Y en el otoño, me doy cuenta de que el verano me ha servido para aprender; que
puede que con la felicidad se crezca, pero con la tristeza se evoluciona. Todo
lo que me dijeron en verano, se asentó en otoño: que no tengo que sentirme mal
por querer seguir siendo buena, que las personas te sorprenden y puede ser para
mal, pero, ¿sabes? La verdad es que no me arrepiento. Realmente, tampoco he
sufrido tanto este año. O, si lo he hecho, ha sido porque iba a madurar, igual
que los niños enferman justo cuando van a pegar el estirón.
No creo que haya sido
el mejor año de mi vida; recuerdo con demasiado cariño mis 17, en el que todo
me salió bien a pesar de pasarme ese septiembre llorando, como para pensarlo.
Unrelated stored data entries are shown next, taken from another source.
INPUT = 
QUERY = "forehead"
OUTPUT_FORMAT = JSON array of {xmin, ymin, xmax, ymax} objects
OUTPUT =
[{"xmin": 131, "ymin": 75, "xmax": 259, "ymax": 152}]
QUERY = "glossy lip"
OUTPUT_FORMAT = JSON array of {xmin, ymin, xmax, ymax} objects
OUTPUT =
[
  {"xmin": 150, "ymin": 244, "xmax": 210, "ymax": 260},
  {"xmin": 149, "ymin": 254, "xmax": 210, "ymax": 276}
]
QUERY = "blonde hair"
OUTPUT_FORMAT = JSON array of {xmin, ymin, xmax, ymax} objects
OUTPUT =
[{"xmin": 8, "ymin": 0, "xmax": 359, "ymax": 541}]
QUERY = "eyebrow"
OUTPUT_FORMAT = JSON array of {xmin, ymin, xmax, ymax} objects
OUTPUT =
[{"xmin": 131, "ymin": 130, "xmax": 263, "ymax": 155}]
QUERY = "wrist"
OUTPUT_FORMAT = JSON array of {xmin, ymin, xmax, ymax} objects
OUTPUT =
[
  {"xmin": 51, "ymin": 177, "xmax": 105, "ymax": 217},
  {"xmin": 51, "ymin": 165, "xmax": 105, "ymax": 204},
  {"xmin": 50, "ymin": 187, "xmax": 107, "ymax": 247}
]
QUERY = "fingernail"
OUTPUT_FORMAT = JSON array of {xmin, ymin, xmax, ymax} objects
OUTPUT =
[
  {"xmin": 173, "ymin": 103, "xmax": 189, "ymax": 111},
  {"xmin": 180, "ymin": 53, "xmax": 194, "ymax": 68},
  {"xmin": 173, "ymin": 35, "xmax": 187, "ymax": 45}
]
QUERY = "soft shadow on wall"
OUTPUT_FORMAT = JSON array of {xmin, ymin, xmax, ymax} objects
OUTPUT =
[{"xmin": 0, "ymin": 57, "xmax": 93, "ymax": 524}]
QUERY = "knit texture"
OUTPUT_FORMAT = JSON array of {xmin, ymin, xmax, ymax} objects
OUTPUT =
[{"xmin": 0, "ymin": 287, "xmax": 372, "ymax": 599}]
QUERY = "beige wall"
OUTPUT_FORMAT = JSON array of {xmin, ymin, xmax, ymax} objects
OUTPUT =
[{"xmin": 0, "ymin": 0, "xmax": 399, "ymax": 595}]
A
finde cuentas, en 2015 conocí a mis amigas, ésas que hoy me confiesan que
bueno, sí que han leído algún capítulo de mi novela, y que escribo muy bien;
las que están ahí para mí aunque yo siempre tenga los mismos problemas, las
mismas comeduras de cabeza y la misma forma de despotricar.
Pero sí es el año que
más he aprendido. A tenerme como prioridad, a no gastar todo mi amor en otras
personas y a reservar un poco para mí, a hacer que lo que más pesa en la
balanza de mis decisiones sea lo que amo y lo que detesto. Como nadar en el mar
debe triunfar por encima de la grima que me da la arena, también debe hacerlo
mostrar mis sentimientos sobre el miedo a que me juzguen personas que sé que no
van a hacerlo, o la sensación de plenitud y felicidad y de estar haciendo lo que estoy destinada a hacer cuando estoy
escribiendo por encima de esas dudas que me asaltan cuando veo que las visitas
no suben como lo hacían. Si jamás dudé en Scott, ¿por qué lo hago con Sabrae,
por la que aposté sabiendo que valía incluso más que él?
Estoy orgullosa de mí
misma por todo ello como pocas veces lo he estado en mi vida; puede que más que
cuando conseguí rozar mi peso ideal con la punta de los dedos para estar
presentable en el concierto de One Direction. Curioso… este año he visto a la
mitad de la banda, y ese sentimiento de orgullo vuelve a embargarme. Me
pregunto si tendrá algún tipo de correlación, y por eso me hizo tan feliz
escuchar los primeros acordes de la versión de A whole new world que Zayn quiso regalarme a mediados de año.
Pero el caso es que
estoy orgullosa, de las pequeñas cosas y de las grandes. De haberle cambiado la
portada a Sabrae, de haber estado ahí cuando mis amigas me necesitaban, de mis
ganas de salir de fiesta y de haber sobrevivido a las noches de verano; de mis
17 libros leídos, de las 33 páginas que tengo escritas del TFM a día de hoy, de
las 205 películas que he visto este año, de conseguir que los audios de mis
amigas llorando se conviertan en mensajes con emoticonos sonrientes y de
bombardear nuestro grupo con audios riéndome aunque eso acabe con sus oídos.
Y, sobre todo, estoy
orgullosa de que lo que me ha pasado malo este año, no he permitido que lo
defina. Sigo conservando la manera de ver la vida que tuve durante 23 años. Las
cosas, positivas. A la gente, segundas oportunidades. Lo cual incluye,
irremediablemente, a mis personajes.
Porque sí.
Hemos llegado a 2020. La
falta de tiempo libre no ha pesado más que mi compromiso por ellos, y espero
que así sea cuando termine la siguiente década.
Brindo por ello... y por tener unos felices años 20.